If this approach doesn't work, there is an alarm system that can be used. It is a cloth pad that fits in the front of the underpants and connects to a beeper-sized alarm that clips onto the pajamas. When the child starts to void and the urine makes contact with the pad, the alarm sounds. This wakes up the child and they can get up and empty their bladder. Before long the child will subconsciously stop the act of voiding before the alarm goes off. They will either get up and go to the bathroom, or successfully fall back to sleep without wetting. This method is successful in around 50-75% of all cases.

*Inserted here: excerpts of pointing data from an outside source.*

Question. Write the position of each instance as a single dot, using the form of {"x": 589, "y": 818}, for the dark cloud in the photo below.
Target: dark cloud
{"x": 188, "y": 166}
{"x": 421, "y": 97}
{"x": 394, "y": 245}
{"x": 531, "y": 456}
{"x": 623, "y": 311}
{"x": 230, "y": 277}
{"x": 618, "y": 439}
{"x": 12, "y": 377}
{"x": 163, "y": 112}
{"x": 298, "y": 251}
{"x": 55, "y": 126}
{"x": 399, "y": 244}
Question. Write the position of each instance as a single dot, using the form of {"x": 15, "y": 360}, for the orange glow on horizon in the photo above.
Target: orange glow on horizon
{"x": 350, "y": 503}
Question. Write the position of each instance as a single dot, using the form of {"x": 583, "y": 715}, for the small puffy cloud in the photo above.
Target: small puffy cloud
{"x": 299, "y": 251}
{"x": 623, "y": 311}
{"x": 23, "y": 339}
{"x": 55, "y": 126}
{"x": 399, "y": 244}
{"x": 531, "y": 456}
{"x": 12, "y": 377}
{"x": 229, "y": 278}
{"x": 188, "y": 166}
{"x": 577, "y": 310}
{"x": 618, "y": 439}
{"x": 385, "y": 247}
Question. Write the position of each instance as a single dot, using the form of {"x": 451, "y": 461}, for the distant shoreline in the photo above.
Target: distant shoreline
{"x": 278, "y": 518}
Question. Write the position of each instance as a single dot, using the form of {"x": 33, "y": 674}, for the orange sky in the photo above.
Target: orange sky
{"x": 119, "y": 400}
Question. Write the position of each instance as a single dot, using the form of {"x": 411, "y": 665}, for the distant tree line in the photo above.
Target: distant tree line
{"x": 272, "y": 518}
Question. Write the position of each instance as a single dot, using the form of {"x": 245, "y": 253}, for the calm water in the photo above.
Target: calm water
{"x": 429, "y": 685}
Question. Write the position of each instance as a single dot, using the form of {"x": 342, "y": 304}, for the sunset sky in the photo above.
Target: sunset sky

If this doesn't work, there is a medication that can be used called DDAVP(vasopressin). This is a hormone that is produced by the body and it is marketed in the form of a nasal spray. It is safe and is approved by the FDA for the treatment of enuresis. At bedtime, the child puts one spray in each nostril (they should blow their nose beforehand to facilitate the absorption). This is done every night. After a few weeks, if unsuccessful, this can be increased to three sprays and so on up to a maximum of four sprays a night. This has proved to be successful, and can be used in conjunction with the alarm system. Over time, the DDAVP can be gradually weaned off.

Jonathan had excellent results with the alarm system within a couple of weeks. Things were much better at home, and Jonathan and his father were going on a camping trip for the weekend with three other father-son pairs.

Caitlin was never bothered by her bedwetting and as a result nothing was done. I saw her six months later for a sore throat and as she and her mom were leaving, her mom told me, "Oh by the way, Caitlin hasn't wet the bed in over two months. I thought you'd like to know for her records.